A bench of justices comprising of K.S. Radhakrishnan and Dipak Misra asserted that the decision by the Centre and ONGC pertaining to the deal was taken after due consideration and the court is not liable to sit in judgment on the decision taken by parties in business dealing.
The PIL was filed by a resident of Bangalore Arun Kumar Agarwal who had alleged that there was a clause in the agreement between Cairn group and ONGC that in case Cairn Group wanted to sell its shares in Cairn India, it would first offer the same to ONGC and this right was “not asserted” by the PSU and the Centre.
It was also alleged that the decision on the deal had been made on extraneous considerations and without taking into account the relevant aspects.

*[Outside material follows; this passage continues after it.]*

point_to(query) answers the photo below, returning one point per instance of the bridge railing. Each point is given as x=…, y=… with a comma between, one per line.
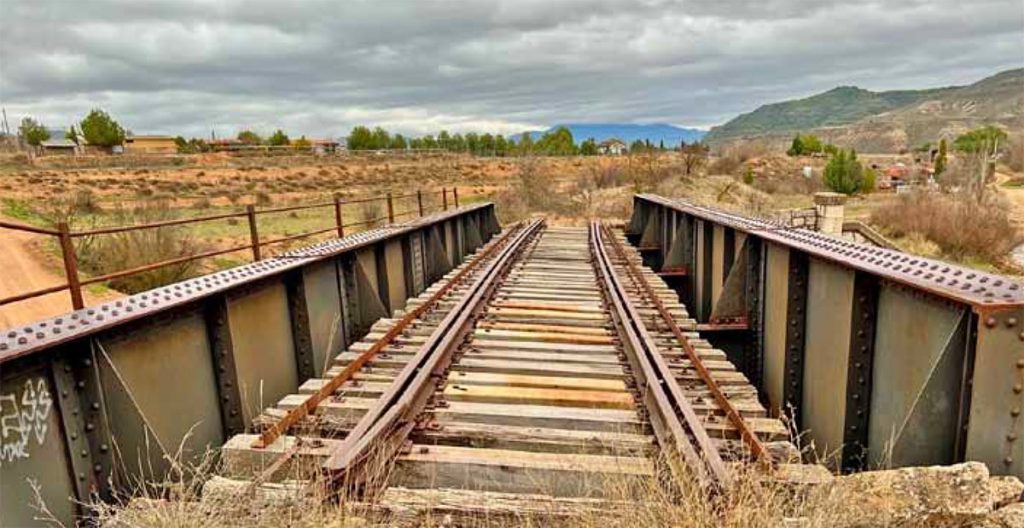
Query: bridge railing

As per the clause, Cairn could sell its shares to other parties only after ONGC refused to buy the stake and ONGC, thus, had the right of first refusal (ROFR).
As per the petitioner Cairn Energy had violated the clause and signed a deal with Vedanta group to sell its shares in Cairns India, without making an offer to ONGC and that the exchequer would have benefited by over one lakh crore Rupees if ONGC had insisted on enforcing the clause.
About Cairn India Ltd
Cairn India Ltd, a subsidiary of UK-based Cairns Energy, is the operator of the Rajasthan oil block. It had entered into an agreement with UK-based Vedanta Group on 16 June, 2010, to sell its majority stake in Cairn India for a consideration of around 8.5 billion US Dollars without offering the shares to its partner ONGC in the joint venture as per the agreement of right of first refusal.